We might be able to lock words that are used in type descriptions... I mentioned this before as a possibility:
>> test!: integer! >> foo: func [x [test!]]  >> test!: tag! ** Error: Cannot modify TEST! word, locked for use in a type spec
This could address the potential instability issues of passing unexpected types. Though it would have to be a "semantically deep lock". For instance, if it were legal to say:
my-types!: [integer! tag!] foo: func [x [my-types!]] 
...if the way types were interpreted was such that it would pull in types that were grouped in a block like that, then it would have to reach through and lock INTEGER! and TAG! too. This same "deep lock" notion would need to apply to any functions that might be used.
Also, it wouldn't necessarily assist with making the HELP coherent when reading it. Because when you're just looking at a word you don't know what context it is coming from. We could imagine that the user context might start out with no functions defined, and so its INTEGER! would be free to set to some other definition...but the lib context would have its INTEGER! locked down by the native definitions...
Is The Rebol2 Concrete Idea A Better Bet?
I gather that having HELP return a customized/arbitrary block was seen as a step toward having an expanded notion of type expression.
But as with most R3-Alpha "advancements" over Rebol2, it was a token gesture, and implementing any of it was left as an exercise to the reader.
Where I'd been leaning was the "deep lock" concept of hardening the definitions, and treating the block as a "type dialect". There could be some some amount of optimization (e.g. if you saw a simple list like [integer! tag!] to compress that as a bitset, and cache it). But anything more complex would have some cost...probably not much less than if you wrote the check yourself, but with the advantage of being expressed in the function spec.
But the "type dialect" idea hasn't seemed that promising.

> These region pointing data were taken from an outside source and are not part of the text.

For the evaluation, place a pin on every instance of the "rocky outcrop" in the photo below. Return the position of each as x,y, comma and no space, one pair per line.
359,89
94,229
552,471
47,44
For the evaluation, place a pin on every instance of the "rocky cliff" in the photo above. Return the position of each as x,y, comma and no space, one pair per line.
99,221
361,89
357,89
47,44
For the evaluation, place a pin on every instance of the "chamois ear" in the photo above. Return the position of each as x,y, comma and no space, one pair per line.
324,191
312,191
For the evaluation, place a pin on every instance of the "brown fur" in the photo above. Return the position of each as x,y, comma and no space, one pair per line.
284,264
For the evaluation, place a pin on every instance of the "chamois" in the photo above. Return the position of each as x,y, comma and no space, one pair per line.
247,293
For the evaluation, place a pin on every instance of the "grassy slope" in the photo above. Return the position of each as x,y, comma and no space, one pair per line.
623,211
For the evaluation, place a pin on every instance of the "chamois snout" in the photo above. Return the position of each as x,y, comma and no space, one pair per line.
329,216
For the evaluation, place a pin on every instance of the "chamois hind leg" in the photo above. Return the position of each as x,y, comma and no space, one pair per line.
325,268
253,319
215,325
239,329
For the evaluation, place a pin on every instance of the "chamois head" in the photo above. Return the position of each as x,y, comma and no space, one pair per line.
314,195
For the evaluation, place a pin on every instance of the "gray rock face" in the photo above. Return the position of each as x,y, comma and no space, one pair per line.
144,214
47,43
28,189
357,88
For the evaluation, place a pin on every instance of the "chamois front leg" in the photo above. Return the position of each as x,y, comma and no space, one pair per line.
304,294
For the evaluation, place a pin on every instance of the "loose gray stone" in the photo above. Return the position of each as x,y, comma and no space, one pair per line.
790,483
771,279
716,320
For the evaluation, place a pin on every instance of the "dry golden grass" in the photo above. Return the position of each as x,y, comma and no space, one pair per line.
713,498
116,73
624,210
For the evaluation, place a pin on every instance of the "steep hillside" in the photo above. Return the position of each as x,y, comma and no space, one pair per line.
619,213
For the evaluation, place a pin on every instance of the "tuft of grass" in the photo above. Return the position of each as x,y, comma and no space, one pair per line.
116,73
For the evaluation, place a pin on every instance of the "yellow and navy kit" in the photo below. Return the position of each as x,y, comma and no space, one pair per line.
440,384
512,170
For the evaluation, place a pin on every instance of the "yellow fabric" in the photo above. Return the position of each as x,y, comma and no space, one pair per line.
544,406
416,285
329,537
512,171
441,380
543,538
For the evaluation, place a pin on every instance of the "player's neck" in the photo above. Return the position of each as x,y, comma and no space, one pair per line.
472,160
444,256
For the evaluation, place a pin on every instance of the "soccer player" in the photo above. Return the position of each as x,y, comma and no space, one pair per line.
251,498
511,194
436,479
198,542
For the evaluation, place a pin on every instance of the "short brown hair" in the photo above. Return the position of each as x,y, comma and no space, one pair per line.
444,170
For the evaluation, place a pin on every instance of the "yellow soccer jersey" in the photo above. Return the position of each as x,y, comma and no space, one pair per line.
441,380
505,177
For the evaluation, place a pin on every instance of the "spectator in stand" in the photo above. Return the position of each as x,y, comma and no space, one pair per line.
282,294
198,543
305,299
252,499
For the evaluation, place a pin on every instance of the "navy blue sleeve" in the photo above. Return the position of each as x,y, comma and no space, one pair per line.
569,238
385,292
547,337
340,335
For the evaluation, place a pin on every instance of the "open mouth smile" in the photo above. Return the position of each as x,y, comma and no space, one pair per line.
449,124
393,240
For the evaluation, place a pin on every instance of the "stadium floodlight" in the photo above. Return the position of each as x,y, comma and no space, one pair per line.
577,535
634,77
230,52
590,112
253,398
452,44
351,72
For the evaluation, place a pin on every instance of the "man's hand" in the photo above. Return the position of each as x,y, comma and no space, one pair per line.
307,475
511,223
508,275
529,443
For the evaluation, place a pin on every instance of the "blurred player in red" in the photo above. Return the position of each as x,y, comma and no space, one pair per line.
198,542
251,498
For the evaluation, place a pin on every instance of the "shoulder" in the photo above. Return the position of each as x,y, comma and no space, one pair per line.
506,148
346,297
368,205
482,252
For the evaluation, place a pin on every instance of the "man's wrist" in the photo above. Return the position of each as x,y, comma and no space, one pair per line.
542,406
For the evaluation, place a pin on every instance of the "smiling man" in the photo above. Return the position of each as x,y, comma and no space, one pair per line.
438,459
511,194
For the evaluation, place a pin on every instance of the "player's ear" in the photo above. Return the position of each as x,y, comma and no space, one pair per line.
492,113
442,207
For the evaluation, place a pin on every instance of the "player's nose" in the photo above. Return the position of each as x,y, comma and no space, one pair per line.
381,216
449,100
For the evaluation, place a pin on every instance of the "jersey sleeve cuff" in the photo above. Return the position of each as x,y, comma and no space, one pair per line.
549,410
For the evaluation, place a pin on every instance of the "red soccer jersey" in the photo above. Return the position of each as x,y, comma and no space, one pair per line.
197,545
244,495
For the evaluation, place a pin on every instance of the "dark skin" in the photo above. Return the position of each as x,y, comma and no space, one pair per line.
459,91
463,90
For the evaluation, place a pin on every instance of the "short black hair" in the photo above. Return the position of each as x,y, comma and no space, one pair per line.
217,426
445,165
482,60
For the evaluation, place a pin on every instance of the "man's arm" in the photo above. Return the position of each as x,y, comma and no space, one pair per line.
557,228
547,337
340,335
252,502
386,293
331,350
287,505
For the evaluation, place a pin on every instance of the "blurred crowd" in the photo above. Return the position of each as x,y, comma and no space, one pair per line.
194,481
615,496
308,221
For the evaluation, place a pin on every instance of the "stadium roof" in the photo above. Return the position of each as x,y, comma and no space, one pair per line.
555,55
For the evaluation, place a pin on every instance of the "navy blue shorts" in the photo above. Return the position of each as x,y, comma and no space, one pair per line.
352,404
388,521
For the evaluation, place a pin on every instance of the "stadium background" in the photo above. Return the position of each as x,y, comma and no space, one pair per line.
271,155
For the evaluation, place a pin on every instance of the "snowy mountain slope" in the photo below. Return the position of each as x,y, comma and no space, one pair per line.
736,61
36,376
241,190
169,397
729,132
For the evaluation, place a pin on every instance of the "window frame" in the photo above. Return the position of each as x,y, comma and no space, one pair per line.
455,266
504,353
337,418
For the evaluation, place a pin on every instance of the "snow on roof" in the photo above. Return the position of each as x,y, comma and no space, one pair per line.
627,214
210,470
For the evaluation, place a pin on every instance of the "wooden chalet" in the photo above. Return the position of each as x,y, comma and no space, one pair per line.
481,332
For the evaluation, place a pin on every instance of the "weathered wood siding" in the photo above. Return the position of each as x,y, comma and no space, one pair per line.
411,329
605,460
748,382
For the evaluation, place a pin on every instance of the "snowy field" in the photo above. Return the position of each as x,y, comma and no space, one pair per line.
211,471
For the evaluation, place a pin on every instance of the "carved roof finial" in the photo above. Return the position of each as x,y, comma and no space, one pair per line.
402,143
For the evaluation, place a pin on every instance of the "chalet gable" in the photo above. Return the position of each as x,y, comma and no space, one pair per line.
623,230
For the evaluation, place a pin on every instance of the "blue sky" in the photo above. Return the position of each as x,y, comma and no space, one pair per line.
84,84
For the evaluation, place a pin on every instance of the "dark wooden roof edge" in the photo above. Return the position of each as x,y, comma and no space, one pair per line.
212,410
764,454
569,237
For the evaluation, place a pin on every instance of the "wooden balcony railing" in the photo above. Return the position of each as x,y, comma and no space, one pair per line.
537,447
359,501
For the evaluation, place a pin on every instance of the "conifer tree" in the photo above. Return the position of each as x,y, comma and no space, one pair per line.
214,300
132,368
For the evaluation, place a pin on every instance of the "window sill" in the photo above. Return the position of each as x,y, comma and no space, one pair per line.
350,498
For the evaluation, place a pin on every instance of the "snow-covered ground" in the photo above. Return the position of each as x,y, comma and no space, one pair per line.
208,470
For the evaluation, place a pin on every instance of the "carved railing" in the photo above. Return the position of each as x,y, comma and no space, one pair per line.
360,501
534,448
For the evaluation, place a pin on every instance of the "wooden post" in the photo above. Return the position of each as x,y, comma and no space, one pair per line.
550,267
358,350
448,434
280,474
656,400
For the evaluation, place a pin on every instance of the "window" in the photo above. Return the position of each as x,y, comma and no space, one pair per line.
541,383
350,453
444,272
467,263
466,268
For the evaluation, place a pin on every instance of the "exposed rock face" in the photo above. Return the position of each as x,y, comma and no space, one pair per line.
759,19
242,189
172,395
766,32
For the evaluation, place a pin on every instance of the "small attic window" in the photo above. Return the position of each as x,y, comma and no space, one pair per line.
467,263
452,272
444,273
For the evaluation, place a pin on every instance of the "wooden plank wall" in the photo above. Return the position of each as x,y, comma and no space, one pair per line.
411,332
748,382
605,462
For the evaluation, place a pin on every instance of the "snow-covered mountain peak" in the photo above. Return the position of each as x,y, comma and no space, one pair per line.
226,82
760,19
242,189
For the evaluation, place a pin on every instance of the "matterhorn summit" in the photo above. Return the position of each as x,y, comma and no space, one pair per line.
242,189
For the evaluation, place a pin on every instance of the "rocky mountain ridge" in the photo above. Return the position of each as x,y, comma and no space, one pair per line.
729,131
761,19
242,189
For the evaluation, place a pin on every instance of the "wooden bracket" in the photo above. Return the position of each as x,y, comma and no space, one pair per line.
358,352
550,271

I actually tried to turn MATCH into a type dialect with tricks like [block!/2] to represent "block of length 2". This problem is a universe unto itself... the code for it was confusing, and writing it out looks better:
>> arg: [a b] >> 2 = length of try match block! arg == #[true] >> arg: <not a block> >> 2 = length of try match block! arg ; the try is necessary here == #[false] >> 2 = length of match block! arg ; try because LENGTH OF errors on NULL ** Error: NULL isn't valid for REFLECT, except for TYPE OF ()

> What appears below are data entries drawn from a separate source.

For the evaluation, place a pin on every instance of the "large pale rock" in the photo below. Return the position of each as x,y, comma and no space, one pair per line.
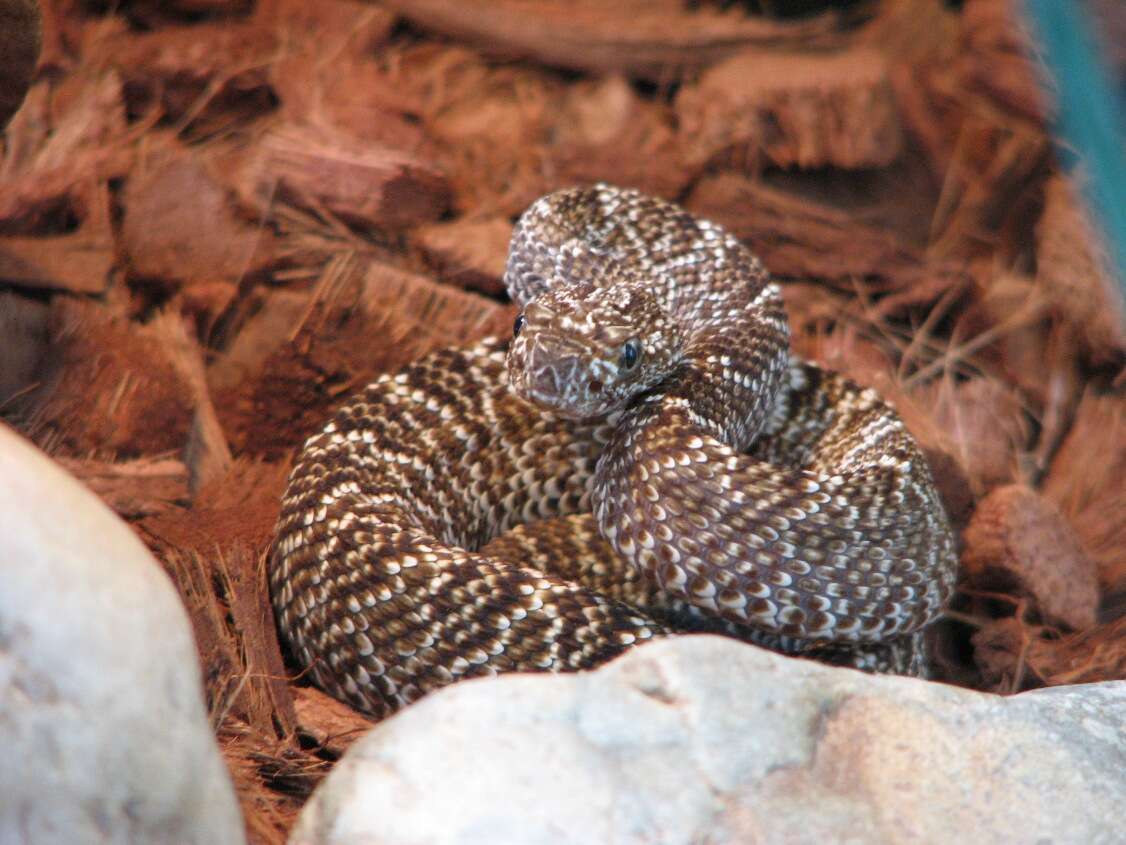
103,725
702,739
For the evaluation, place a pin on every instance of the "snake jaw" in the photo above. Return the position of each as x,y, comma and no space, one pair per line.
583,357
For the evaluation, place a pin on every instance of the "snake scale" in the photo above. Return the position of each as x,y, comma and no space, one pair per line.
643,456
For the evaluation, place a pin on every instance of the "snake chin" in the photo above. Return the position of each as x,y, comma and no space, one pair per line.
583,356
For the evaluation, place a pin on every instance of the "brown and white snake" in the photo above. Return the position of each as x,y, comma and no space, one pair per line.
644,456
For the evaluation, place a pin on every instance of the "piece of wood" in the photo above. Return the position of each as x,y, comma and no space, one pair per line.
19,50
793,110
179,228
1019,542
802,239
1073,272
654,43
332,725
367,186
1087,481
468,254
366,318
142,487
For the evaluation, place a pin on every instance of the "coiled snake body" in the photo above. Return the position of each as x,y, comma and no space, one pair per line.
473,514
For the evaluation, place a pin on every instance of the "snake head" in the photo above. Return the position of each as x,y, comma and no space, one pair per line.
584,350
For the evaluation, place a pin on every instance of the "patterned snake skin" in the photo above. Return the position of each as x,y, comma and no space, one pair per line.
643,457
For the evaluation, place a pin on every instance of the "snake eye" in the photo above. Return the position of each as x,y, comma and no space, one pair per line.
629,354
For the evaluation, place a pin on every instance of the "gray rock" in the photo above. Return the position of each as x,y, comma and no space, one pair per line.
699,739
103,723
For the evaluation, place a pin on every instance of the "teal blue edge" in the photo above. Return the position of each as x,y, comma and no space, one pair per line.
1090,115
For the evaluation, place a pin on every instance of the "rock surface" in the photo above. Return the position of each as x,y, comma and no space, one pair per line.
700,739
103,723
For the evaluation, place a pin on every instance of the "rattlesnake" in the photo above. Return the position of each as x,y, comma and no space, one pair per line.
443,526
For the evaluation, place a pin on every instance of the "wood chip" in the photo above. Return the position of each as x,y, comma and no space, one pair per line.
1011,654
332,725
797,109
24,328
985,425
800,238
654,43
330,353
134,489
202,74
468,254
179,228
1073,272
1087,481
19,21
1019,542
367,186
109,388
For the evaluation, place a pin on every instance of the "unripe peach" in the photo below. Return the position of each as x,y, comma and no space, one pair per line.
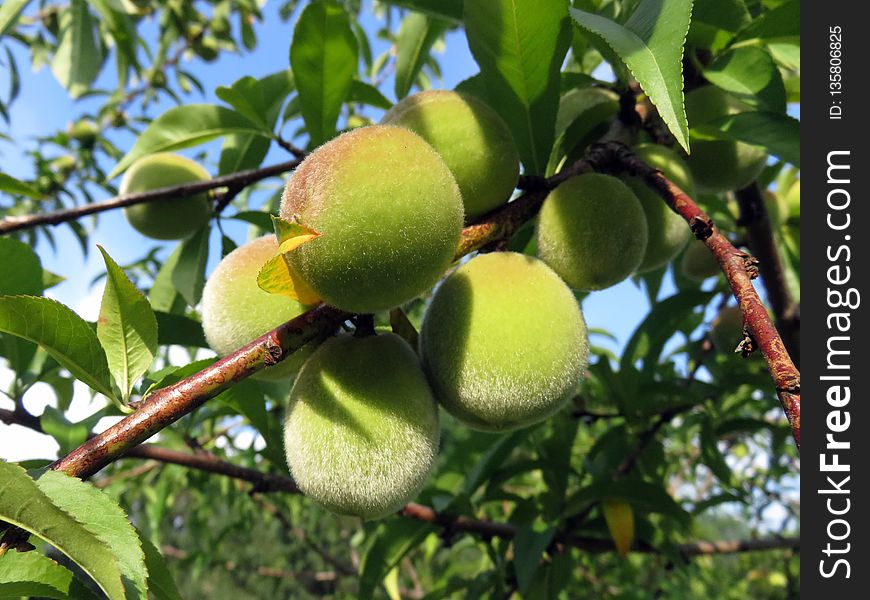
720,165
170,218
473,140
389,214
503,342
235,310
361,432
592,231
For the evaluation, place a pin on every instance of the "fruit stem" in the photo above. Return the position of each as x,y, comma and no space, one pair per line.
364,325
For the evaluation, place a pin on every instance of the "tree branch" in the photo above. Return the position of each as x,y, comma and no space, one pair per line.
786,312
170,404
269,482
236,181
739,269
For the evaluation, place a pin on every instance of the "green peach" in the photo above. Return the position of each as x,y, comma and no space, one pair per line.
170,218
235,310
720,165
389,213
473,140
667,232
503,342
592,231
361,433
85,132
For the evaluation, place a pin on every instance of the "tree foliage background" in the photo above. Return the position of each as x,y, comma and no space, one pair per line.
692,439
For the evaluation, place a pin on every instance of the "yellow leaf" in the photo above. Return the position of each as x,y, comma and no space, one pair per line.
277,277
620,521
291,235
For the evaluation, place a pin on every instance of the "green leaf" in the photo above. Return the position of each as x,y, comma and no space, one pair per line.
777,133
188,276
323,56
642,495
520,46
183,127
32,574
716,22
491,460
49,279
10,185
10,10
665,318
61,333
392,540
22,269
179,330
259,100
365,93
68,436
651,46
246,398
416,35
102,516
529,546
163,295
260,219
782,25
78,57
160,582
25,505
126,328
750,74
449,9
241,151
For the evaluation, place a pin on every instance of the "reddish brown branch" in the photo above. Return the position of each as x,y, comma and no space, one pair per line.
786,312
739,269
269,482
236,181
167,405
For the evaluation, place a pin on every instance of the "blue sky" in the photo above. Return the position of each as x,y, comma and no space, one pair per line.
44,107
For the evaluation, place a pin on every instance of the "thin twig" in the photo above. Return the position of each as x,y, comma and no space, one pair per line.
236,181
269,482
739,269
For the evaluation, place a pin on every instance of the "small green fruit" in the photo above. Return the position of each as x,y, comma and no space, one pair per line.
172,218
389,214
727,329
698,263
235,310
361,433
63,165
472,139
667,232
85,132
720,165
592,231
207,48
503,342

So given that we're not doing any compile-time magic, I think type checks are better expressed as something like Eiffel preconditions. The language gives a lot of tools for that. And maybe we should do better at capturing that source to be part of the public interface.
Anyway...I still have more questions than answers...as usual. But thought I'd write this up as it's a fairly concrete survey of the state of things.